There were several limitations to our study. Firstly, we did not use the lumbar spine BMD DXA data in the diagnosis of osteoporosis; however, the T-score from hip BMD more reliably reflects the risk of hip fracture46. Ochs-Balcomet al. reported a similar pattern for hip and spine BMD by analyzing 11,084 postmenopausal women (aged > 50 years) from the Women’s Health Initiative40. Secondly, this was a cross-sectional study, similar to previous population-based studies2,3,4,5,6,7,8,9, 11,12,13, which limits the ability to measure temporality. Hence, causality may not be determined. However, we examined a 6-year period (2005–2006/2007–2008/2009–2010) of the NHANES to avoid bias as much as possible. Thirdly, information regarding sleep was self-reported in our study. Self-reported information is less accurate than objective measurements. The level of disagreement between subjective and objective measurements of sleep duration increased with male gender, poor cognitive function, and functional disability, particularly among older subjects47. Due to other confounding factors, including sleep onset10 and sleep apnea25, any potential changes in sleep duration during follow-up remained undetected. A verified questionnaire scale of sleep quality is warranted for future studies, as these biases could lead to misclassification and underestimation of the association between sleep and bone density.

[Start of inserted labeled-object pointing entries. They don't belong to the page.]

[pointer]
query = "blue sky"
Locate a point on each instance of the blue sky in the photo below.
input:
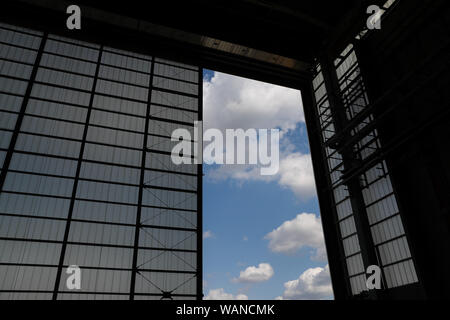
(263, 237)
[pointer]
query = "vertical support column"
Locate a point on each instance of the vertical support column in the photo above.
(21, 115)
(134, 270)
(200, 193)
(77, 175)
(335, 252)
(350, 160)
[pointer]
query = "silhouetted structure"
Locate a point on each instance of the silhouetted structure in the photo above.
(375, 102)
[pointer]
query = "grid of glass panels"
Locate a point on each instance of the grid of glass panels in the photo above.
(382, 210)
(343, 207)
(73, 193)
(383, 214)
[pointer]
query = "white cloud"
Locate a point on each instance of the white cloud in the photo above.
(208, 234)
(305, 230)
(234, 102)
(220, 294)
(252, 274)
(313, 284)
(295, 173)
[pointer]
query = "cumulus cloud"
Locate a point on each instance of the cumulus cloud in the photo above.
(232, 102)
(208, 234)
(220, 294)
(252, 274)
(235, 102)
(295, 173)
(305, 230)
(313, 284)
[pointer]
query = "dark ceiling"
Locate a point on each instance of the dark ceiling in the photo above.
(273, 41)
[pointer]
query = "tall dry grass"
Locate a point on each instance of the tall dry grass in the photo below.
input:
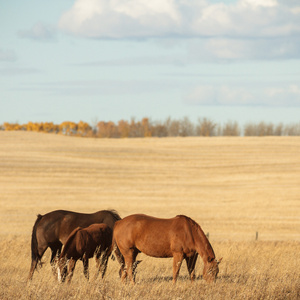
(232, 187)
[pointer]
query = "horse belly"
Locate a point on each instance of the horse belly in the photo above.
(155, 248)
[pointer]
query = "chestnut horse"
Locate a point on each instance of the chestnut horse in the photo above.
(179, 237)
(84, 243)
(52, 230)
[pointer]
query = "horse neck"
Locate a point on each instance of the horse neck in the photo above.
(203, 246)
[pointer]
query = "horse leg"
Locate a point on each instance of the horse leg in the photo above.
(85, 261)
(71, 267)
(177, 261)
(55, 252)
(121, 261)
(104, 261)
(35, 258)
(191, 262)
(130, 257)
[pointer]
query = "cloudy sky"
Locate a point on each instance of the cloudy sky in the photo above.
(95, 60)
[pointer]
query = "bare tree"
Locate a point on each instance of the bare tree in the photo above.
(206, 127)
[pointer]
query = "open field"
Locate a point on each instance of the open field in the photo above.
(233, 187)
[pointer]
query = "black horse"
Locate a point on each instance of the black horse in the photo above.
(52, 230)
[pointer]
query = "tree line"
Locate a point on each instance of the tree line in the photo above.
(167, 128)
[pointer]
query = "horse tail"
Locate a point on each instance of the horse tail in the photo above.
(34, 243)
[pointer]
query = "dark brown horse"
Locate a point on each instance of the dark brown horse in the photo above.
(52, 230)
(179, 237)
(84, 243)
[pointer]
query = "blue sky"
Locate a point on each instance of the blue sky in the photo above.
(95, 60)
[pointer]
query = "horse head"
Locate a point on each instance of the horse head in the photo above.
(211, 269)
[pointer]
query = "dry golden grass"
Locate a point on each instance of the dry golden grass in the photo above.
(232, 187)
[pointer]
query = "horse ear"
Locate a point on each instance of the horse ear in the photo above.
(210, 259)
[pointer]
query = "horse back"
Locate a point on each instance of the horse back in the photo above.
(57, 225)
(154, 236)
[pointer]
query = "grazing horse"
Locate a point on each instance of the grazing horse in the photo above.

In summary, this analysis was based on a nationally representative sample using survey and inspection data. The results indicated that sleep duration < 5 h/day was associated with a higher risk of low bone density in women aged > 50 years with poor sleep quality. Our findings add to the current body of knowledge regarding relationships between bone health and the combined effect of sleep duration and gender. In future research, it is important to assess the potential causal effects of this association beyond the dimensions of the cross-sectional design.